Quick Link: Meet me at the Sea
We've made it a habit of settling in river valleys. It wasn't till I became an adult that I realized Kansas City nestled within the bluffs of the Missouri River. Not nearly as flat as you'd think, my childhood playgrounds were tree-filled and hilly, lush with life. Then in Meath we found ourselves living near the waters of the River Boyne. Cultural field trips took us through the Boyne Valley, picnicking along the banks and sourcing local honey for our never-ending allergies.
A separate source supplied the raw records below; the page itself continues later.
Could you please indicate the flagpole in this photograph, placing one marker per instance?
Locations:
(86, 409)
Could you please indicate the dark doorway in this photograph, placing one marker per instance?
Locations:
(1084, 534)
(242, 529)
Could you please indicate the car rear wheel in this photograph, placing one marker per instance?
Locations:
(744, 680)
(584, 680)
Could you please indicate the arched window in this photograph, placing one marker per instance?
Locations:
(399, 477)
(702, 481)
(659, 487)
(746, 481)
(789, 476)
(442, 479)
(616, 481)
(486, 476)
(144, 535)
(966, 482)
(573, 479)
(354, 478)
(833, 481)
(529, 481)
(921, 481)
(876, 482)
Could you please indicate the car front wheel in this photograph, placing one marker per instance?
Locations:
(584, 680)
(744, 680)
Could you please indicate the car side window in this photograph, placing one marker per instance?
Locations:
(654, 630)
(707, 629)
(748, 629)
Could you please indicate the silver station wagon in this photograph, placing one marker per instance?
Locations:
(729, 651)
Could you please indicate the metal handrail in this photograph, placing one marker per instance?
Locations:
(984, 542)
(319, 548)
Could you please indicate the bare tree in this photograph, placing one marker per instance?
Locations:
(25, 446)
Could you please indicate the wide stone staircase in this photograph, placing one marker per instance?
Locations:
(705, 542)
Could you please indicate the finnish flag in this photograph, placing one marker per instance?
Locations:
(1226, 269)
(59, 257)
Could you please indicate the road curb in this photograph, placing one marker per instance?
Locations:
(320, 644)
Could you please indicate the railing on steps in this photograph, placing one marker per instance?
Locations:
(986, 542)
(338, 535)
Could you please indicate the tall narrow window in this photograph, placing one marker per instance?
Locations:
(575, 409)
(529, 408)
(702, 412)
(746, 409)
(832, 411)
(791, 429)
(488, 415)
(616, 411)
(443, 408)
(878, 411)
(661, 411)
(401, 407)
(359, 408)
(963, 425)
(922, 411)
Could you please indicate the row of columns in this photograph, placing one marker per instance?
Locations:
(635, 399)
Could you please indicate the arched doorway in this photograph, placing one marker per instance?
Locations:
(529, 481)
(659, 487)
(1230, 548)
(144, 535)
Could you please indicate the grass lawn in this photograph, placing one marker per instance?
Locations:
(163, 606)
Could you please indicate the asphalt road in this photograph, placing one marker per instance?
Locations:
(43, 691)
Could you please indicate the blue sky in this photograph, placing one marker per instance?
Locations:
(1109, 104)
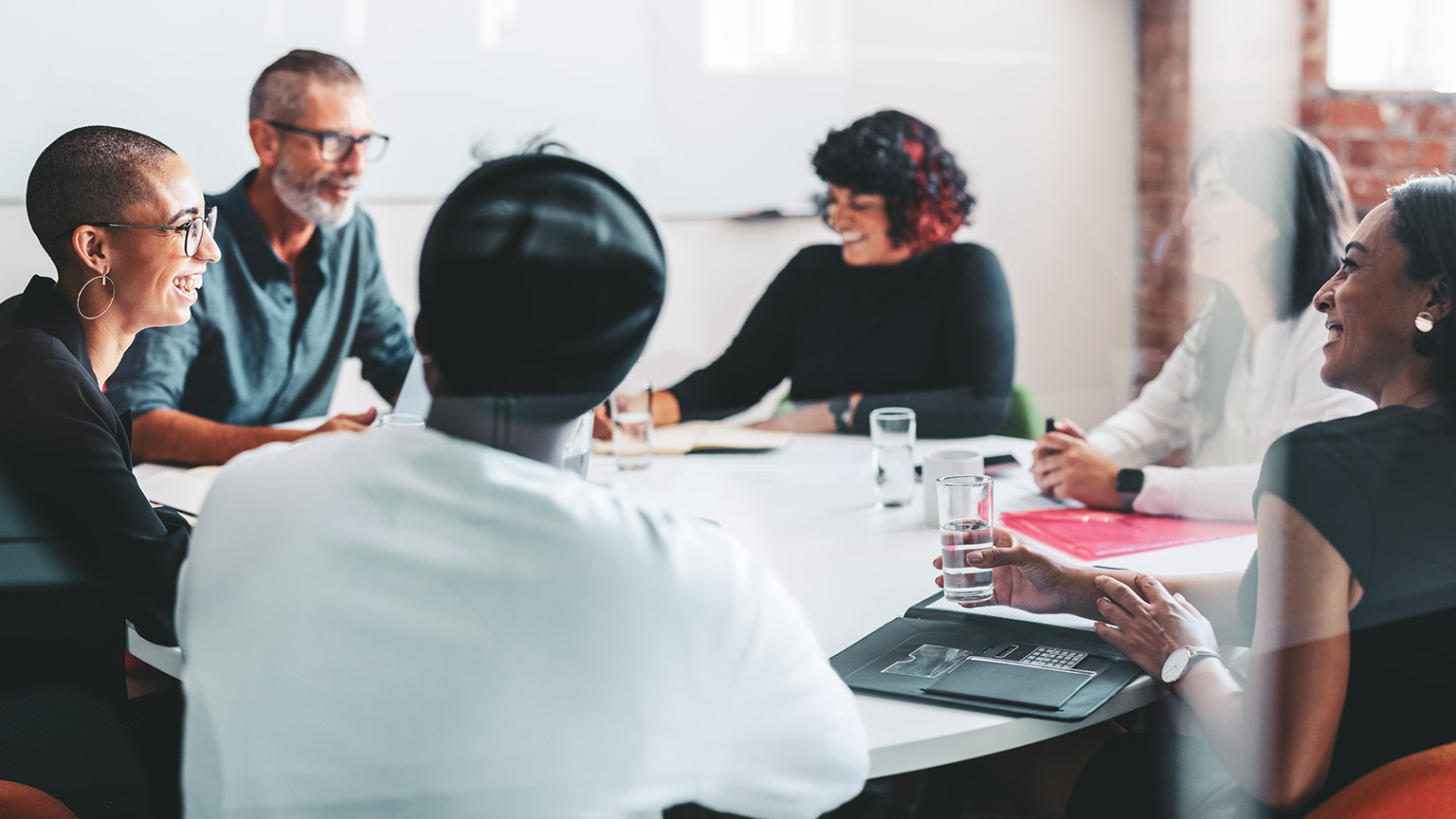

Now, we live nearly a stone's throw from the River Liffey. The motorway that brings us from airport to house lies high over a deep valley, and at this time of year -- if one isn't afraid of heights and doesn't mind looking out the window -- it's alive with a colourful haze. Trees line the way towards the city and the sea, their pollen leaving our noses twitchy all year long.
A few months ago (like, JULY..) I wrote for Velvet Ashes about the call of the water... not just that, but the longing to trace the tide, to sit, listen and wait for something greater and stronger than ourselves. And even then, how we can sometimes feel drained, parched, desperate for a taste of an elusive elixir.
Growing up in as-land-locked-as-it-gets Kansas, I didn’t know there was such a thing – the draw to open waters, the calling of the ocean. In the Midwest we made do with dug-out swimming pools, sprinklers watering our brittle grass. At 9am on sultry summer days, I’d ride my bike barefoot, making it to the community pool in time for the sweet shop to open.
Those days were fun, to be sure. The pools were exotic and fun and bursting with the tanned squeals of life and the possibility of first loves.
But today, from where I sit, under the eaves of a café a hundred yards or so from our island coast, it’s not fun I’m looking for; our sea is too cold for that. I’ve a thirst to be quenched, a spiritual longing only the tide can meet.
Last month I walked in the valley of my youth. Last week I plodded along the banks of the Boyne. And today I wrote overlooking the Irish Sea.
How lucky we are to always find our way home.